Q: How will you change moving forward?

A: We are increasing staff to accommodate demand. We are looking toward increasing patient engagement in getting physicals. We are in process of implementing programs to reduce risk migration of low to moderate risk patients and also putting processes in place to reach to our high-risk patients to manage their needs more successfully. The information provided by Vital Incite has been very valuable in helping us manage the Carmel Clay population to better health. From the patient side, the information provided is allowing us to provide more meaningful services to those who need it most. 

 Q:  You are a certified Lifestyle Medicine practitioner. How does Lifestyle medicine tie-in?

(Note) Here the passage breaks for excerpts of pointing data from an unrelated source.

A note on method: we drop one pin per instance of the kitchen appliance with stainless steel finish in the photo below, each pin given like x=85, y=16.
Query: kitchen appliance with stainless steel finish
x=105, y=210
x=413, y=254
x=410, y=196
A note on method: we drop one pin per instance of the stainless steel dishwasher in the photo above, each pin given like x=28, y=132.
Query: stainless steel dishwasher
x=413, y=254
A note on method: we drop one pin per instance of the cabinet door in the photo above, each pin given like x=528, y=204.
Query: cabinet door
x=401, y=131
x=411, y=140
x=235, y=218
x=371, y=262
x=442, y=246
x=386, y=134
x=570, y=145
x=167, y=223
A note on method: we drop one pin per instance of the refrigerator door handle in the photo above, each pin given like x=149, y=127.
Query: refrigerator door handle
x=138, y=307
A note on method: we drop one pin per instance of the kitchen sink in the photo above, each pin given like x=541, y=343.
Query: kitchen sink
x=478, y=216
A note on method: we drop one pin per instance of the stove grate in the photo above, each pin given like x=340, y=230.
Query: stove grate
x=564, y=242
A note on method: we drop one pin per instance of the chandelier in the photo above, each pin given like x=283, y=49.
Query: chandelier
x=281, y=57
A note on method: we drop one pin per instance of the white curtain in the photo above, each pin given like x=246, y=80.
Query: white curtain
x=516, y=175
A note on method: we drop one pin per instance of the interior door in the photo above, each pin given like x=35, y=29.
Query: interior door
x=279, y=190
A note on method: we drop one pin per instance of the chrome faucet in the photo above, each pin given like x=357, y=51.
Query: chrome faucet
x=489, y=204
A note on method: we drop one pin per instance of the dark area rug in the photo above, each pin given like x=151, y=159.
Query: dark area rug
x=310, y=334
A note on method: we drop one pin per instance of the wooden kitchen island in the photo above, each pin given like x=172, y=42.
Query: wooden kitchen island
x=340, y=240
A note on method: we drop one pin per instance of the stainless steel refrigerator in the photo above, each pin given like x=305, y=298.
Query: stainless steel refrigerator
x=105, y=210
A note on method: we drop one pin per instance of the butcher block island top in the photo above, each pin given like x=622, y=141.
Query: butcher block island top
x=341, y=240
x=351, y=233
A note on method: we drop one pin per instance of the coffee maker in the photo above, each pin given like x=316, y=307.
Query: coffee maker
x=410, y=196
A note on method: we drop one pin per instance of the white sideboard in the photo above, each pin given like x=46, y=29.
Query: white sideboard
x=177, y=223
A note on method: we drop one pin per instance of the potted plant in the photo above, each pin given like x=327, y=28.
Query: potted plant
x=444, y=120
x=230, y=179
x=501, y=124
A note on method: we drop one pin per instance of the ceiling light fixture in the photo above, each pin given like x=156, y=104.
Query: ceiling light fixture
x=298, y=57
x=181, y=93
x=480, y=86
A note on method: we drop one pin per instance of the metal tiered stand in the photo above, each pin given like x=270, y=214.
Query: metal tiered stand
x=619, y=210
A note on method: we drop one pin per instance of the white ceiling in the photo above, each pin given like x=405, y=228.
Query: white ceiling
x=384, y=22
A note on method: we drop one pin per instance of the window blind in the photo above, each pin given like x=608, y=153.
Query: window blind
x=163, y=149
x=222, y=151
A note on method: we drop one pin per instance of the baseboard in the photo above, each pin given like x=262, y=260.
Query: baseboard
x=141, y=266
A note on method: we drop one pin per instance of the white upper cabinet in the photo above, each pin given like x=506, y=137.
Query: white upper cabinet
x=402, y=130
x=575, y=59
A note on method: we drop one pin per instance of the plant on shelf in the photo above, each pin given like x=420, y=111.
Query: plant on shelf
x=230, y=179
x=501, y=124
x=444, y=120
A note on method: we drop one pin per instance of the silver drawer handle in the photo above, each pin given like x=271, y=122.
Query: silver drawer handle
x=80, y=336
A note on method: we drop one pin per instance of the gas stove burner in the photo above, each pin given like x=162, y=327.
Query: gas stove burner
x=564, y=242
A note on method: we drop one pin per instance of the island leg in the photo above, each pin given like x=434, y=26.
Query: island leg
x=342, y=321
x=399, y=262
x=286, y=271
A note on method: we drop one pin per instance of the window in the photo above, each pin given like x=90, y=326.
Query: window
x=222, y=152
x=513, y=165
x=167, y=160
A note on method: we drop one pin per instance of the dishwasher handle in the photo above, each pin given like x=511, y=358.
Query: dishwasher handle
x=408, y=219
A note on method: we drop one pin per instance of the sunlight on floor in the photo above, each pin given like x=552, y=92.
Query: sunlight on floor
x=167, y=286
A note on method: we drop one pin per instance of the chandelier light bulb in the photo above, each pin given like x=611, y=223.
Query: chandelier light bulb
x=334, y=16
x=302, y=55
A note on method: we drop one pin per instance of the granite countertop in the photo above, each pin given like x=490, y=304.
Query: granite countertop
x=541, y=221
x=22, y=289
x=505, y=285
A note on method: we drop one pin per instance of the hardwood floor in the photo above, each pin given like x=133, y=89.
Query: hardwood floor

A: The Center for Disease Control and Prevention reports 6 in 10 adults in the US have a chronic disease and 4 in 10 have two or more. Chronic diseases such as heart disease, cancer, and diabetes are leading causes of death and disability and are also leading drivers of health care costs. Most chronic diseases are caused by lifestyle choices such as tobacco, poor nutrition, lack of physical activity, to name a few. Lifestyle medicine is an evidence-based approach to preventing, treating and even reducing diseases by helping patients replace unhealthy behaviors with more positive ones. Helping people make those changes isn’t easy. The training I received through the American College of Lifestyle Medicine (ACLM) has enabled me to apply therapeutic lifestyle approaches more effectively.

Q: What is one piece of advice you would like to share with a colleague working at a school or employer Wellness Center or onsite clinic?

A: It is very difficult to think of one piece of advice since many areas need to be considered. Here are my thoughts overall. Develop a good healthcare team, support them, and value their contribution since they are the cornerstone of good care. Develop a good relationship with area hospitals and their staff; your sickest patients will need that continuity of care. Population analytics that allow risk stratification and insight to allow action plans to be implemented to produce better health for patients. Lastly, I would strongly encourage becoming certified as a Lifestyle Medicine physician. The ACLM provides evidence-based education and resources to help us support and guide our patients into good health, not just the absence of disease.